Windows 10 with WSL 2 – Part 1: How to get started with GPU-accelerated models
In this article, I will explain how to enable GPU-accelerated models for Windows 10 with Windows Subsystem Linux 2. The article will be published in three parts: 1) What do I need to know before using GPU-accelerated models on my laptop; 2) The benefits of using WSL 2; and 3) In-depth install guide for WSL […]
In this article, I will explain how to enable GPU-accelerated models for Windows 10 with Windows Subsystem Linux 2.
The article will be published in three parts: 1) What do I need to know before using GPU-accelerated models on my laptop; 2) The benefits of using WSL 2; and 3) In-depth install guide for WSL 2 in case you run into problems.
I mostly work with data science and translating university papers to experimental algorithms. The groundwork is often tested on Linux only, because it is supposed to be run solely on Linux servers.
During the past five years, I have spent a significant amount of time debugging “Mac is not Linux” bugs (list of common issues in part 2) and Dockerizations trying to get around that (and fixing the Dockers).
I think we should bring Linux back as the Kernel against which we do local development. WSL 2 makes it possible.
What do I need to know before using GPU-accelerated models on my laptop? (Part 1)
The most important thing is that CUDA drivers are currently only available for Windows build 201xx, which is only available to you if you register for Microsoft Windows Insiders Program and subscribe to the “DevChannel updates”.

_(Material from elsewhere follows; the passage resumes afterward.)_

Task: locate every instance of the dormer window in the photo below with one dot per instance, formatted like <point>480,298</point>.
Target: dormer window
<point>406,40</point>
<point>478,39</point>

Read the end-user agreement carefully, as there are some important details about data collection for debugging, rollbacking to stable Windows 10 and warranty liabilities.
First, follow these four simple steps:
1. Register with the Microsoft Windows Insider Program and update your machine to the 201xx build.
2. Run PowerShell as an administrator, then run `wsl –install`. If everything goes as it should, you should now be able to install any Linux distro you want from the Microsoft Store.
4. To test-run everything, build this in WSL 2. Note that you probably need to run the make script for this also: /usr/local/cuda/samples/4_Finance/BlackScholes and run it (./BlackScholes)
Now that you have verified that your hardware is capable of running GPU-accelerated models, there are some things you should know about Tensorflow. I have seen model training pipelines deployed to production on expensive GPU machines that do not actually use the GPU acceleration, but fall back on CPU instead.
When Tensorflow fails to init a GPU, it will always gracefully fall back on CPU and some models work just fine, only very slowly.
Take note of 4 + 2 version numbers and use the right version of CUDA
There are 4 + 2 version numbers you should pay attention to. The first thing is the version number of Tensorflow in the requirements.txt of the model you are going to use. Then you need to make sure that you are using the correct Python version for it.
Next, you need to check that you have the right CUDA version installed (CUDA drivers are special machine learning drivers provided by Nvidia).
This should be quite easy, as it seems that CUDA drivers are highly backwards-compatible and bugs are rare. The final thing is the CuDNN drivers. CuDNN is what enables most of the neural networks’ accelerated computing with GPU, and this is where many people are having problems.
You should always test your setup with:
import tensorflow as tf
print("Num GPUs Available: ", len(tf.config.experimental.list_physical_devices('GPU')))
And you should make sure that this return `Num GPUs Available: X` is there, because if that line is missing, you have fallen back on the graceful CPU mode.
Luckily, Tensorflow has provided us with a nice list of tried and true version combinations, including the +2 for building from the source – you need the correct GCC and Bazel versions; building from the source can enable some CPU acceleration, which you might not need.
All this might seem a bit too cumbersome, however, and that is exactly what it is. Another alternative is to use Anaconda3:
I tend to avoid adding extra stacks to my development but, in this case, Conda makes things nice and easy. With Conda, you should be all right so long as you remember to build your Conda environments with the correct Python version for your Tensorflow version. Python 3.7 is often a safe bet for all current versions of Tensorflow.
In case you run into problems with CuDNN, there is one magic trick that seems to help a lot of people: enable CUDNN_ALLOW_GROWTH
You should now be good to go. Happy GPU-accelerated development times!